Als Marc an diesem Freitagmorgen erwacht, liegt Vera auf seiner Brust und schläft. Er streichelt ihr liebevoll übers Haar und ist glücklich.

Vera blinzelt.

„Der Wecker hat doch noch gar nicht geklingelt“, flüstert sie schlaftrunken.

„Nein, noch nicht. Aber gleich. Ich mache Kakao und bringe dir eine Tasse.“

„Ich will lieber Kaffee. Du findest alles im Hängeschrank“, sagt Vera und rollt sich noch einmal zur Seite.

Er steigt aus dem Bett und läuft in die Küche. Fremde Küchen sind grässlich, denkt er. Wie fremde Werkstätten. Man findet nichts. Er durchsucht die Schränke nach Kaffeepulver.

Bald gluckern die ersten Kaffeetropfen durch die Maschine und verbreiten den herrlichen Duft eines wunderbaren Morgens. Die Sonnenstrahlen scheinen auf dem Holztisch, sie rufen die Erinnerungen an die vergangenen Stunden in Marc wach. Selig träumt er vor sich hin.

Plötzlich öffnete sich die Küchentür. Annette tritt ein.

Marc steht da wie versteinert.

„Hallo Marc, schön dich zu sehen.“

Er fühlt sich wie ein chinesischer Terrakottasoldat in Unterhosen. Stocksteif bringt er kein Wort heraus.

„Wirst du uns jetzt öfters morgens Kaffee machen?“, fragt Veras Mutter verschlafen und blinzelt ihn verschmitzt an.

„Du bist da?“, stottert Marc.

„Sieht so aus.“

Ein Soldat in Unterwäsche ist würdelos und erniedrigend. Möge der Boden sich öffnen und mich verschlucken, denkt Marc. Doch Annette scheint seine halbnackte Erscheinung völlig egal zu sein. Sie spricht unbeirrt weiter.

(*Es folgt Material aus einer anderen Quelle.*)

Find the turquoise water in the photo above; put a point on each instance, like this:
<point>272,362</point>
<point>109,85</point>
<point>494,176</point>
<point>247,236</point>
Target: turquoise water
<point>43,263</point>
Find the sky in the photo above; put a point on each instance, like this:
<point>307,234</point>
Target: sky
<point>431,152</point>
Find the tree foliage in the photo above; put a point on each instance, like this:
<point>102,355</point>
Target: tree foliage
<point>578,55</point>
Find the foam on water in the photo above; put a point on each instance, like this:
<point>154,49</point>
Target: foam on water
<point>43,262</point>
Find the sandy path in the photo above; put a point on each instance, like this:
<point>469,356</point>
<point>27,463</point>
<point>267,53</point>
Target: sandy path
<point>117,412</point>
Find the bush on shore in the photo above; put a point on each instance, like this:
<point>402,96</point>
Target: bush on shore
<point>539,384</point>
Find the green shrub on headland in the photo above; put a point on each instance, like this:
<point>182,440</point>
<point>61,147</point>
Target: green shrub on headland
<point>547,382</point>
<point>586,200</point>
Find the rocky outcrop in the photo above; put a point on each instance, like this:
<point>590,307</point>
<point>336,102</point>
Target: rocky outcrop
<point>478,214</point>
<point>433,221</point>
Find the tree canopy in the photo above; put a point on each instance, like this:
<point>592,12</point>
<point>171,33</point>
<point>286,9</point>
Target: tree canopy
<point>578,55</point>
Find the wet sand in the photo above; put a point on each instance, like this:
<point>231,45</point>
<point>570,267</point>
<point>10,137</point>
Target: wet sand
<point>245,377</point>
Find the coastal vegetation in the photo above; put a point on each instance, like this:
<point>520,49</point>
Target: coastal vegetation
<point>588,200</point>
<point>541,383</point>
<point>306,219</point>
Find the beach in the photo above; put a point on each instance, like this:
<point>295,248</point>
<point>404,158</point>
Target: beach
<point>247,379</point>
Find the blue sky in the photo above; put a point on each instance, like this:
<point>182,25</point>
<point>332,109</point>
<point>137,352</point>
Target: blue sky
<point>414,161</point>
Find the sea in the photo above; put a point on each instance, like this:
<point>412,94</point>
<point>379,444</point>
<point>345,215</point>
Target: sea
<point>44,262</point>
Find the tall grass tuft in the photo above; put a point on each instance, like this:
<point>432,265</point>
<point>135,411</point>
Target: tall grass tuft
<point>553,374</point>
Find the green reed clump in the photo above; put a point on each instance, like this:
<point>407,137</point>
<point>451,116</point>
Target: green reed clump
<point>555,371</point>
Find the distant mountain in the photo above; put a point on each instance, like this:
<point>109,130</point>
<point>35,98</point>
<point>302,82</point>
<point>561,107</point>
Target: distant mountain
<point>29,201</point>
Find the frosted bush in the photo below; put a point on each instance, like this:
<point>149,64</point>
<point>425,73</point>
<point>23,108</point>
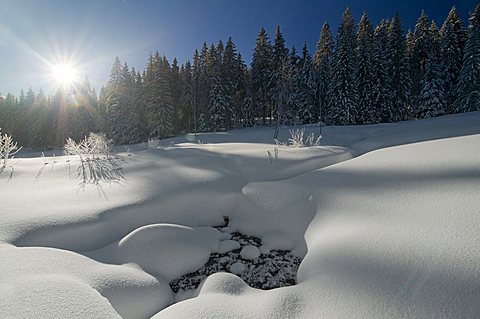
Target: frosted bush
<point>153,143</point>
<point>298,139</point>
<point>96,161</point>
<point>8,149</point>
<point>90,148</point>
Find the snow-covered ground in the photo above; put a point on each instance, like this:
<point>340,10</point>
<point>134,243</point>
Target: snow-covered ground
<point>386,217</point>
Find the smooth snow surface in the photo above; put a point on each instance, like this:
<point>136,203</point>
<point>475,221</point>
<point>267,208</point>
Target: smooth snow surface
<point>387,218</point>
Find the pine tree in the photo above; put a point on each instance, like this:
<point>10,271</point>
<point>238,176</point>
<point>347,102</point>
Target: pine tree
<point>233,81</point>
<point>120,105</point>
<point>342,88</point>
<point>323,67</point>
<point>220,101</point>
<point>187,98</point>
<point>432,100</point>
<point>398,71</point>
<point>468,87</point>
<point>159,102</point>
<point>364,71</point>
<point>261,74</point>
<point>422,45</point>
<point>174,83</point>
<point>381,110</point>
<point>307,89</point>
<point>435,35</point>
<point>279,55</point>
<point>452,41</point>
<point>291,91</point>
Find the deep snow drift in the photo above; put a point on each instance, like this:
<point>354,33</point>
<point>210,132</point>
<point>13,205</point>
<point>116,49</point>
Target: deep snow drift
<point>387,234</point>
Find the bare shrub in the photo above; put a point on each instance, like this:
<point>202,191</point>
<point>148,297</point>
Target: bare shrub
<point>153,143</point>
<point>96,161</point>
<point>298,139</point>
<point>8,149</point>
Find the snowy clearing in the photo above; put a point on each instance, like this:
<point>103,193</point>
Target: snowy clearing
<point>385,217</point>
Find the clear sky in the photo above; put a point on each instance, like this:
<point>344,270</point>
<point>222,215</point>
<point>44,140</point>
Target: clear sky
<point>90,33</point>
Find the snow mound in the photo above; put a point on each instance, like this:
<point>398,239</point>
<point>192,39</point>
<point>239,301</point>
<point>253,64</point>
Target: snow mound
<point>250,252</point>
<point>228,245</point>
<point>237,268</point>
<point>53,297</point>
<point>169,250</point>
<point>223,283</point>
<point>131,292</point>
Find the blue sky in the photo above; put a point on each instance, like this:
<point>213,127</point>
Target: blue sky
<point>91,33</point>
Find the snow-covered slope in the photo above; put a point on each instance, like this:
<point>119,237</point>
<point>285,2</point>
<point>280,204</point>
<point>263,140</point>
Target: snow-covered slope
<point>390,233</point>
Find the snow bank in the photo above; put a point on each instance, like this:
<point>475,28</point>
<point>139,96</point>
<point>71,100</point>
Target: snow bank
<point>391,233</point>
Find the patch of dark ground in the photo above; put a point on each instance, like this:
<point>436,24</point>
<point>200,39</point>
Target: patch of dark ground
<point>272,269</point>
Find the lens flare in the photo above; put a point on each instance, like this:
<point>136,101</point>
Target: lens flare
<point>64,74</point>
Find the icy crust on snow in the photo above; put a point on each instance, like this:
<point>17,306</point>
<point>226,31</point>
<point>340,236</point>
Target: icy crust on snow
<point>131,292</point>
<point>263,269</point>
<point>392,233</point>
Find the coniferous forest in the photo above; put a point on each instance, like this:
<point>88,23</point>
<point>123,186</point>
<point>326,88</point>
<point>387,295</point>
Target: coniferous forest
<point>367,74</point>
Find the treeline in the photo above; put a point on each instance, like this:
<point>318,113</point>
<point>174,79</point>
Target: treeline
<point>368,74</point>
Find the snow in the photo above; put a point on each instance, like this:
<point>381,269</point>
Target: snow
<point>237,268</point>
<point>228,245</point>
<point>385,218</point>
<point>250,252</point>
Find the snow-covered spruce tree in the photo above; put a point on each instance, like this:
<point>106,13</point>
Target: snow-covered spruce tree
<point>432,99</point>
<point>468,87</point>
<point>422,46</point>
<point>381,110</point>
<point>342,110</point>
<point>364,71</point>
<point>261,73</point>
<point>220,109</point>
<point>159,106</point>
<point>279,55</point>
<point>186,100</point>
<point>140,102</point>
<point>233,80</point>
<point>434,33</point>
<point>323,68</point>
<point>241,89</point>
<point>120,107</point>
<point>175,89</point>
<point>196,72</point>
<point>203,86</point>
<point>247,105</point>
<point>398,71</point>
<point>307,86</point>
<point>290,83</point>
<point>452,41</point>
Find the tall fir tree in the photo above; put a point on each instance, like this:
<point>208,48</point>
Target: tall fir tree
<point>279,55</point>
<point>422,46</point>
<point>323,69</point>
<point>174,82</point>
<point>159,104</point>
<point>364,71</point>
<point>398,71</point>
<point>119,105</point>
<point>468,87</point>
<point>261,74</point>
<point>342,105</point>
<point>452,41</point>
<point>307,83</point>
<point>432,100</point>
<point>381,110</point>
<point>187,97</point>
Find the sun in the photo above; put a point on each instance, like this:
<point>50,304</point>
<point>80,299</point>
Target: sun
<point>64,74</point>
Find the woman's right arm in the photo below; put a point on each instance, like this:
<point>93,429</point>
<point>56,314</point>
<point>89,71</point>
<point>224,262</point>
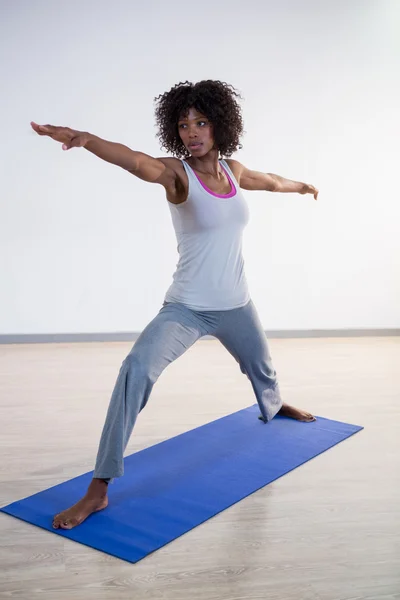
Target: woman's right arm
<point>142,165</point>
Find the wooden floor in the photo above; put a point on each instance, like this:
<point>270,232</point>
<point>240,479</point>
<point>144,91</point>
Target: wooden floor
<point>330,530</point>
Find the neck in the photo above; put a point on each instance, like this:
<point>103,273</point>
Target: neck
<point>208,163</point>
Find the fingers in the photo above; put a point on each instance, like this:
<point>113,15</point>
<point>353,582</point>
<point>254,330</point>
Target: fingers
<point>41,129</point>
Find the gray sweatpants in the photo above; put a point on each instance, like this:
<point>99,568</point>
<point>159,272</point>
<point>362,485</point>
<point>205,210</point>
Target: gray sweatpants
<point>167,337</point>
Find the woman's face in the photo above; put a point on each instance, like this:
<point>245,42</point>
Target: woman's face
<point>196,132</point>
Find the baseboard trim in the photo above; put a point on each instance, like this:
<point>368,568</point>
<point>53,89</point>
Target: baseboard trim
<point>72,338</point>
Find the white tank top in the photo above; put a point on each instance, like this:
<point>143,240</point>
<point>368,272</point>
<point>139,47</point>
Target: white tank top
<point>209,227</point>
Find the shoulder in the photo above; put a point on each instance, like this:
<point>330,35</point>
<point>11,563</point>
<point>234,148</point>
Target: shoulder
<point>236,167</point>
<point>172,163</point>
<point>179,191</point>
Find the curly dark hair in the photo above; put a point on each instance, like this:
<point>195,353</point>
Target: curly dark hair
<point>215,100</point>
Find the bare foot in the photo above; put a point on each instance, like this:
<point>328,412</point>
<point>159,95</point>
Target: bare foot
<point>296,413</point>
<point>94,500</point>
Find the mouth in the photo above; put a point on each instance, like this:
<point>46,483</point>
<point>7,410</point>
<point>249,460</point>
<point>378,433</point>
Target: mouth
<point>195,145</point>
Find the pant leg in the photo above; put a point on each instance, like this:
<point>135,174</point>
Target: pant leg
<point>165,338</point>
<point>241,333</point>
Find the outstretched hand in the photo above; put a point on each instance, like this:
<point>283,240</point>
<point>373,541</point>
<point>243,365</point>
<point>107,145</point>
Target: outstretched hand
<point>310,189</point>
<point>70,138</point>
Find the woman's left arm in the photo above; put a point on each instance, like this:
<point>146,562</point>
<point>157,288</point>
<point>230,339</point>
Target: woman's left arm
<point>269,182</point>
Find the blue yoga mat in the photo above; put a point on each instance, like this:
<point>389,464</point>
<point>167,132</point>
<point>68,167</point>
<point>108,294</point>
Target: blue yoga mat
<point>170,488</point>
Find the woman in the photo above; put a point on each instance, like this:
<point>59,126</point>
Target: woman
<point>198,124</point>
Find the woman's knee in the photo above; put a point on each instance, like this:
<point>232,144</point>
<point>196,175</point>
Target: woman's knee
<point>139,366</point>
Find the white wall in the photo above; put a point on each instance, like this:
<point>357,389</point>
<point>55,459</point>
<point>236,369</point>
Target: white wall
<point>85,247</point>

„Mein Freund und ich haben uns gestern gestritten. Und da war ich doch lieber hier allein. Schläft Vera denn noch?“

„Ja. Äh, nein. Ich werde ihr jetzt Kaffee bringen.“ Marc fühlt sich hundeelend. So als hätte man ihn dabei erwischt, wie er auf dem Fußballplatz an die Eckfahne pinkelt – während eines live übertragenen Champions-League-Spiels.

„Vera trinkt Kaffee übrigens nur mit Milch.“

„Ich auch!“ Marc ist stolz, einen kompletten Satz fehlerfrei und ohne zu stottern gesprochen zu haben. Dabei trinkt er eigentlich nie Kaffee.

„Schenk mir bitte auch eine Tasse ein, ohne alles. Tiefschwarz schmeckt er mir am besten.“

Er holt eine dritte Tasse aus dem Schrank und gießt sie vorsichtig ein.

Jetzt bloß nicht kleckern.

„So, bitte schön“, sagt er. Ein zugegebenermaßen kurzer Satz, aber formal betrachtet wieder völlig korrekt.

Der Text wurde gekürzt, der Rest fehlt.